IN DICKINSON LAW’S BACKYARD, THE GENEROSITY OF MARTSON LAW OFFICES

The ties between the Carlisle community and Penn State Dickinson Law run deep. You see them in the many students clerking at nearby law firms, lunching at Brick and Market Cross Pub, attending events at the Carlisle Theatre, and making their homes in central Pennsylvania after graduation.

Those ties remain on constant display at Martson Law Offices, a firm located just a short walk from the Dickinson Law campus on High Street.

The firm, which offers everything from personal injury to criminal defense to family law, employs more than a dozen Dickinson Law alumni, including all but one of the partners. Shareholder Hubert Gilroy ’79 coaches the National Trial Moot Court Team at the school, and the firm recently participated in Cumberland County’s Twelfth Biennial Bench-Bar Conference held at the Law School.

How important is the Law School to Martson Law Offices?

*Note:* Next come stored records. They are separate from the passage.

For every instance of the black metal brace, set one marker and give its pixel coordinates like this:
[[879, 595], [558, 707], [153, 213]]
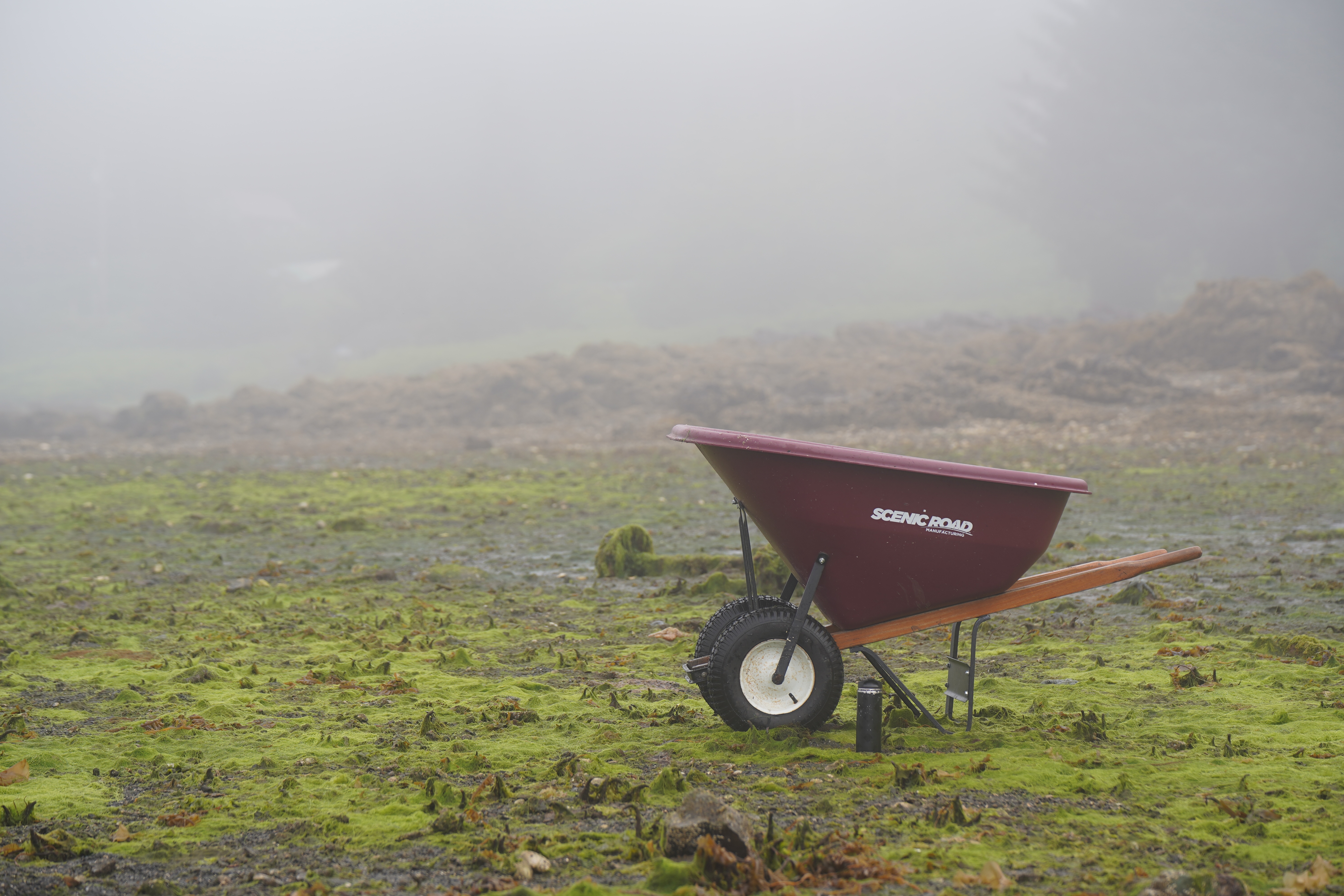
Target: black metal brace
[[748, 562], [799, 616], [898, 686], [962, 675]]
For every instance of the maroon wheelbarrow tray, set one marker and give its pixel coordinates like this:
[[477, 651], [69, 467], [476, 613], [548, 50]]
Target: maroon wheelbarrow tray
[[885, 546]]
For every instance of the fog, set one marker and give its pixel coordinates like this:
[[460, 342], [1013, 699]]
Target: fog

Gilroy notes that the entire office participated in a recent sustaining gift to Dickinson Law, “and the person who seconded that was the only partner who didn’t go to Dickinson Law — who observed how important it was to the other attorneys and the community, and how important it was to our office.”

In addition to making the sustaining donation to the Law School, the firm has encouraged other lawyers in Carlisle to do the same. At Gilroy’s urging, nearby Salzmann Hughes, PC, also endowed a scholarship through the Graduate Scholarship Matching Program.

Gilroy says he’s thrilled to support his alma mater.

“I’m in the community. I can hit the Law School with a rock from where I live. Like the U.S. Army War College and Dickinson College, the Law School is one of the shining jewels of the Carlisle community. It makes the area just a much better place to live and work,” Gilroy says. “Anything that supports our community supports us, so we want to make sure that the Law School is sustaining and the excellence associated with it is sustaining.”

Doing that means staying involved with his alma mater, but it’s not just Gilroy. Many lawyers at the firm maintain close ties to Dickinson Law.

“I’m six generations in Carlisle, Pennsylvania,” says Ivo Otto ’78, whose family was represented by Bill Martson, the firm’s founder. “My family heritage is dairy farming and school teachers. When I showed up, they decided we needed a lawyer in the family, so I became the family lawyer. And it’s continued, because my daughter just graduated, she passed the bar, so now I’ve got an understudy.”

Like her dad, Alexandra E. Otto went to Dickinson Law and now works for Martson Law Offices.

But the elder Otto says the firm’s involvement with Dickinson goes deeper than alumni connections. “We view ourselves as an important part of the town. We’ve all made our livings here,” says Otto. “We’re especially privileged because we live in a wonderful place where our clients are also people we know as friends, people we live with. It’s a blessing to pursue one’s profession in that context, to know your clients and have them know you.”

That, Otto explains, is why Martson Law Offices feels an obligation to the city and to the Law School.

“We’ve got a wonderfully charitable community of people who really want to reach out and help, and the Law School is a huge part of that,” he says.

Indeed, Gilroy has learned just how giving his colleagues and fellow Carlisle residents are through the many hats he wears beyond his office. He’s chairman of a $9 million YMCA capital campaign and has co-chaired the United Way campaign in the past. “Through my wife, Mary, and many of my clients, I have made a lot of connections in the community, and the scope of those connections helped facilitate fundraising opportunities,” says Gilroy.

In a turn of play, this member of the Dickinson Law Association and the Dickinson Law Board of Overseers was honored in 2014 by his classmates, who raised funds to name the Hubert X. Gilroy ’79 Clinic Courtroom and Classroom in the Law School’s clinic building. (“I got a little verklempt, as they say,” Gilroy remembers of the surprise dedication.)

With Dickinson Law such a touchstone for the firm, Otto expects the tight relationship between the Law School and Martson Law Offices to continue for a long time to come.

“It’s a fertile ground with a rich field of candidates for our firm right in our backyard,” he observes. “We pretty much draw exclusively from it. It’s wonderful to have educational institutes in town, and the Law School is part of it. It creates a level of sophistication we wouldn’t otherwise have.”